The yogurt company Chobani has been served for three letters and a tweet.
Chobani and their advertising agency Droga5 are being sued by author Dov Seidman for using “how” in their “how matters” campaign blitz that started during the Super Bowl and continued during the Olympics. According to the suit,
Chobani’s launch featured extensive social media and other branding and promotional activity attempting to promote ethical corporate behavior through heavy emphasis on the word and mark “HOW” and the HOW-derived “How Matters.”
Seidman is alleging that people are confusing the Greek yogurt for his business education book “How” and goes on for ten pages of suit about how successful his book is. While Seidman does have a federally registered trademark for “How” when it comes to all things business, he claims that Chobani infringes on the philosophy and ethos of his brand when the yogurt’s tagline transformed from “How Matters” to “How we built our company matters.” and “How we make our product matters.”
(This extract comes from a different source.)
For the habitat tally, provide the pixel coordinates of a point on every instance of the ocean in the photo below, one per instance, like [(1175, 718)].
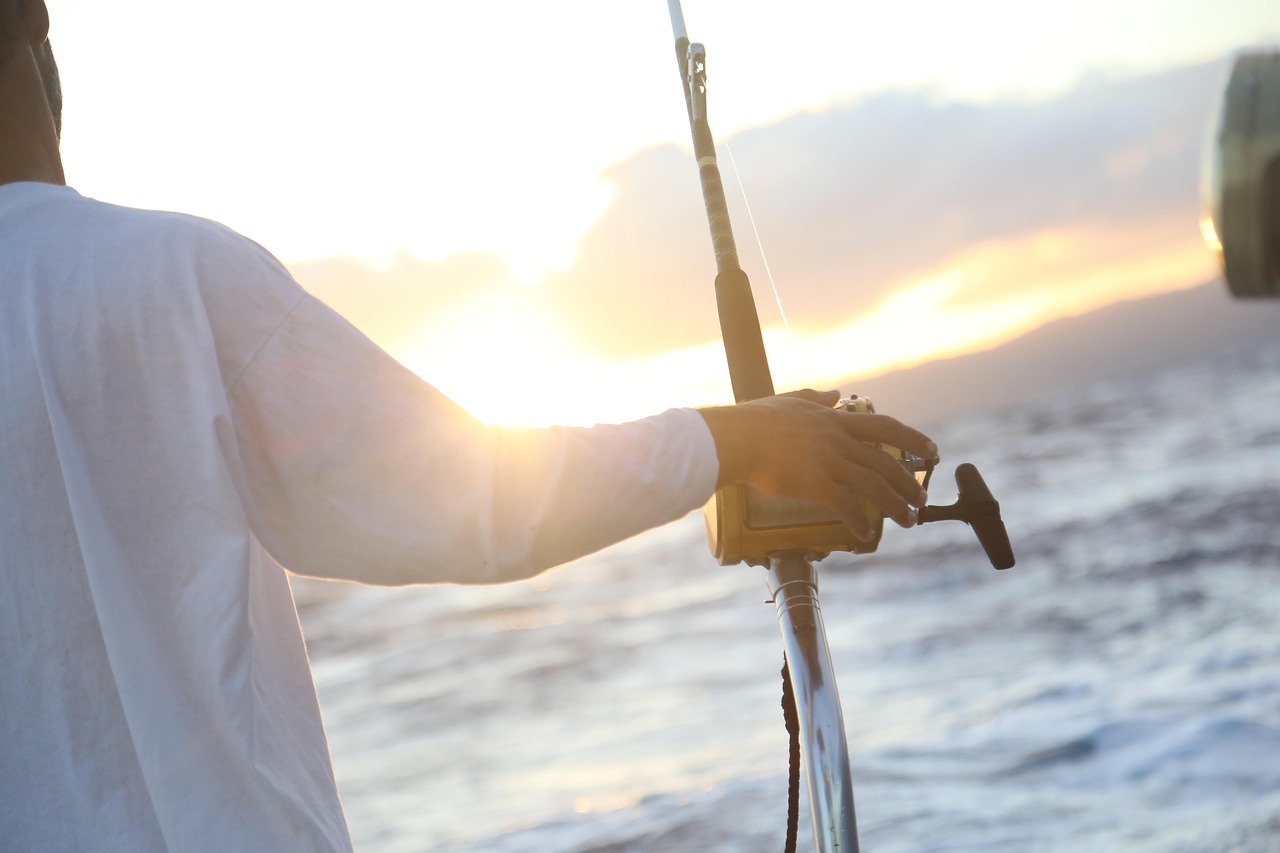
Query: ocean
[(1118, 690)]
This all sounds a little silly because a yogurt company trying to sell how socially conscious and nutritious they are doesn’t have much overlap with a guy in the advice business. Also, Chobani holds a federal trademark for “How Matters” for dairy products.
In a statement to AdWeek, a Chobani spokesperson pointed out that “Numerous other companies use phrases including the word ‘how’ in connection with marketing language and corporate social responsibility phrasing, and Mr. Seidman himself argued to the trademark office that there is no likelihood of confusion in circumstances similar to these.”
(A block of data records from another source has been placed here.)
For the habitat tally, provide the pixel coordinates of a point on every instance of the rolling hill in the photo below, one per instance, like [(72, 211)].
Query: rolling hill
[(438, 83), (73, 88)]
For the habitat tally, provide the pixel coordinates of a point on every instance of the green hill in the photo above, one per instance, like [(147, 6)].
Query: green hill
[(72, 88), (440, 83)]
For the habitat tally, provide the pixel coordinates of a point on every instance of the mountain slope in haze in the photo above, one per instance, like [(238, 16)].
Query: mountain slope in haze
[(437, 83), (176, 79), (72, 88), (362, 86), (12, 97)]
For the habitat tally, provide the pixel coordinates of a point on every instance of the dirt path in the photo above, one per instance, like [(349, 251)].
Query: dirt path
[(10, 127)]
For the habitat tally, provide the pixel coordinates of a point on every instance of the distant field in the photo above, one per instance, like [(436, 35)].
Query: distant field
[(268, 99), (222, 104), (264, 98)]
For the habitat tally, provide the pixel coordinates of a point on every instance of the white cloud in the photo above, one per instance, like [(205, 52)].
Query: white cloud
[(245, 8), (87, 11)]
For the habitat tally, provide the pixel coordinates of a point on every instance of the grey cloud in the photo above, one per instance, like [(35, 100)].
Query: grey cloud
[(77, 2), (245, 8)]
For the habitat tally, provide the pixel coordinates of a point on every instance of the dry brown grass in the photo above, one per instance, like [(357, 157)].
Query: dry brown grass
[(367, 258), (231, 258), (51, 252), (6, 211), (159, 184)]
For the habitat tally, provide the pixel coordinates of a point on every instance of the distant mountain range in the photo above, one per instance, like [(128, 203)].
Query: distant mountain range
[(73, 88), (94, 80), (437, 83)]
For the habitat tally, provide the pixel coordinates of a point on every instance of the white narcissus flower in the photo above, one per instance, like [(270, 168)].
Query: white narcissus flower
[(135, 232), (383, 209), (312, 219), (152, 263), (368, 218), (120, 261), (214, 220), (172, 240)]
Also, Seidman’s book title doesn’t use the phrase “How Matters,” which ended up being a popular headline used by the press when talking about his book.
All of this seems like a bizarre case of trademark bullying where David attempts to battle Goliath (or Chobani, in this case), as Steve Baird of Duetsblog describes similar situations.
[Trademark bullying] does occur, but in the grand scheme of all trademark enforcement matters, the instances of actual bullying and abuse seem to be rare.
At the other end of the spectrum are those also rare but highly publicized trademark cases where David takes on Goliath, and asks for a lot of money, because Goliath has very deep pockets.
A similar dispute is the Pi fight where an artist wanted Zazzle.com to stop selling shirts with the ancient math symbol.
HOW™ do you defend limited use of an ubiquitous symbol or word? According to Bill Farrell of Trademarkology,
Generally speaking, the strength of a mark (and whether it can be registered) depends on its distinctiveness, that is, how descriptive the mark is of the goods and services. The more descriptive, the weaker the mark.
It would be easy to brush off Seidman’s suit as silly, if Chobani didn’t tweet about it.
While inspiration doesn’t necessarily mean infringement, imitation is the sincerest form of flattery.